Halk kendi arasında konuşuyor.

“Niye öldü acaba?  Kovit geçirmiş miydi, kaç aşı olmuştu?..”

Malum, Pandemi sonrası herkes küçük çaplı doktor da oldu!

Daha doğrusu, kendi kendinin doktoru olmak zorunda kaldı.

Çünkü daha önce hissetmediği kadar ölümü ensesinde hissetti.

Zor zamanlardı diyeceğim fakat belli ki zorluk henüz geçememiş.

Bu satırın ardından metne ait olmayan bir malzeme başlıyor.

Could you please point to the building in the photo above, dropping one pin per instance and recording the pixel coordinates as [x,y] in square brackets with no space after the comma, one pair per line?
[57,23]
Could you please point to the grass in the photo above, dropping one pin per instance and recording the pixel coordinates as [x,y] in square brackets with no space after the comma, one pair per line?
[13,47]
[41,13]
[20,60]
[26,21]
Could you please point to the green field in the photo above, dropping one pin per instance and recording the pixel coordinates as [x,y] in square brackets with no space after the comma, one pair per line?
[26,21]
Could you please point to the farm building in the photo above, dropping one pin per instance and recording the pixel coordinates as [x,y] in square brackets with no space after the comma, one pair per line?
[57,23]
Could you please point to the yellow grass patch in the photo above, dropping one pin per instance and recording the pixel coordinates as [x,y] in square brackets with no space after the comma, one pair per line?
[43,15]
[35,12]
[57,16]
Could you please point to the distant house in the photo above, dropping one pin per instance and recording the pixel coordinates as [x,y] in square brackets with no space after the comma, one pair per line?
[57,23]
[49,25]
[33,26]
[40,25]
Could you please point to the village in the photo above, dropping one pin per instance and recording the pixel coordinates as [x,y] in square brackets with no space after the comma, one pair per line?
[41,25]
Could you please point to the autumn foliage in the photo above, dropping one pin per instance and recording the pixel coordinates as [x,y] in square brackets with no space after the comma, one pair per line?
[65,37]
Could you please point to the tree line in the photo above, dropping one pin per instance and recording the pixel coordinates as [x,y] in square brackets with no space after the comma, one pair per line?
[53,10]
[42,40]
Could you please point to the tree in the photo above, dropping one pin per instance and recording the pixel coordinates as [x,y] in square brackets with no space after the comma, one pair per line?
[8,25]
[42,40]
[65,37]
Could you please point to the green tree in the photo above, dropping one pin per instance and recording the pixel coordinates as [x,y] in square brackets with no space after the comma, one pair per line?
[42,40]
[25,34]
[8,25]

Pandeminin en can alıcı döneminde ne demişti Sağlık Bakanı Fahrettin Koca?

Hatırlayalım:

“ Kovit 19 geçirip atlatanlarda gelecek üç yıl içerisinde çıkabilecek yan rahatsızlıklar henüz tespit edilemese de mevcut ölümlerin üç dört katı daha ölüm beklenmektedir! Bu vahim ve hazin bir beklentidir!..”

İşte biz; o üç yılın içerisindeyiz, o hazin tablonun da tam ortasındayız!! 

Geçmişler olsun!

Peki salgında ülkemizde ne kadar kişi hayatını kaybetti?

Türkiye İstatistik Kurumu (Tüik) verilerine göre 2020 ve 2021 yıllarında toplam 87 bin 334 kişi hayatını kaybetti.

Sağlık Bakanlığına göre ise 101 bin 492 kişi…

Rakamların birbirini tutmamasını bir kenara bırakıp, seçtiğiniz bir sayıyı dört ile çarpın lütfen!

İşte bugün ölenlerin birçoğu, öngörülen o rakamların içerisinde yer alıyor!

Öyle demişti Türk sinemasının iyi yürekli Kadir Savun’una  benzetilen,  sayın Fahrettin  Koca… 

Koviti ağır geçirenleri kastederek yapılmış bir öngörü bu...

Tüm bunların sebebi ise dünyadaki ağırlığı bir gramı bile geçmeyen virüsler…

Hepi topu bir gram, düşünebiliyor musunuz?

Dünya var olduğundan bu yana bizimleler ve çok akıllılar.

Sürekli kabuk değiştirerek hayatta kalmaya devam ediyorlar.

Konunun bir de uygulanan tedavi boyutu var tabii.

En can alıcı noktalardan biri de bu.

Avuç avuç içilen ilaçlar ne derece tedavi etti?

Yan etkileri nelerdi, bilemiyoruz.

Peki hastalığı çok hafif geçirenler ya da hiç geçirmeyenler?

Onlar neden huzursuz?

Vücutlarına ilk kez zerk edilen bir aşı sebebiyle rahatsızlar.

Çünkü iki doz, üç doz, hatta dört doz yeni nesil aşı yani mRNA yaptırdılar.

Özellikle gençlerde aşı sonrası kalp kası ve kalp zarı iltihapları görüldü.

Pıhtı atma, inme, beyin kanaması türünden rahatsızlıkları daha sık duyar olduk!

Birden gelişen turbo kanserler de var tabii. O da aşılara bağlanıyor.

Bir kısım insan da hiç yaşamadığı alerjilerden muzdarip.

Peki vatandaşın sağlığından sorumlu yetkili birimlerin, bu konuyla ilgili bir çalışması var mı?

Bu süreçte ölen, hastalananlarla ilgili bir değerlendirmeleri raporları var mı?

Geçmiş yıllarla mukayese edildiğinde neler çıkıyor ortaya.

Eğer aşılar bu denli tehlikeli ise bununla ilgili bir çözüm/tedavi süreci düşünülüyor mu?

Yoksa vatandaş kan sulandırıcı ve geleneksel tedavilerle başının çaresine bakmaya devam mı edecek?

Bu konuda da bir bilim kurulu devreye giremez mi?

Sahi sayın Bakan, hem aşılar hem de ‘vahim ve hazin beklentiniz’ konusunda bir şeyler yapıyor musunuz?